The bus had been very full by the time he got on. When the doors opened at the first stop, he’d caught sight of a man pulling along a little boy in a colourful suit. He’d only seen them for a few seconds, as his view was blocked when the bus disgorged a load of passengers. If he had seen something he must report it, but how to explain he’d waited till now? The Missing poster showed a child in school uniform, but he hadn’t read the small print underneath. The last thing he needed was to be involved in a police investigation in a country he knew so little about. He was lucky to have this nursing job. He’d been out of work for a year, answered an advert to work in England, and within three months moved from sunny Madeira to medieval York.

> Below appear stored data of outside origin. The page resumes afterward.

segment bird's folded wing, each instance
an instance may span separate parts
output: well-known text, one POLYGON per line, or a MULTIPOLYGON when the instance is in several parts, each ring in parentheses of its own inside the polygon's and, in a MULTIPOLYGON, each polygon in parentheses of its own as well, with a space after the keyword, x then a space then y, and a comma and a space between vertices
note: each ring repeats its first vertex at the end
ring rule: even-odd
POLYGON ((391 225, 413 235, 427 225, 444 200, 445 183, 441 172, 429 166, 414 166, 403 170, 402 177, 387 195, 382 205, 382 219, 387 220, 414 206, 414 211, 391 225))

Gustavo’s shift was more hectic than usual due to the horse races that day. There were a dozen sprained ankles as a result of wearing perilous heels, and any number of smartly dressed drunks to add to the usual tally. He’d been to the police station before going home and was exhausted by the time he got off the bus. He cut through to Walmgate and pulled up his collar against the rain, half expecting to see the girl he often saw huddled in a doorway. Sure enough, there she was, and tonight he gave her five pounds. He imagined what his wife would say.
‘Has that country made you go crazy, Gustavo? We need every penny so little Lina and I can join you.’
Sometimes, you just have to do the right thing.
The girl smiled up at him in recognition, and said, ‘Thanks a lot. I’ll buy food, I promise.’
‘Good girl,’ he said, nodding encouragement, hoping she wouldn’t become one of the hopeless cases that turned up in Accident and Emergency.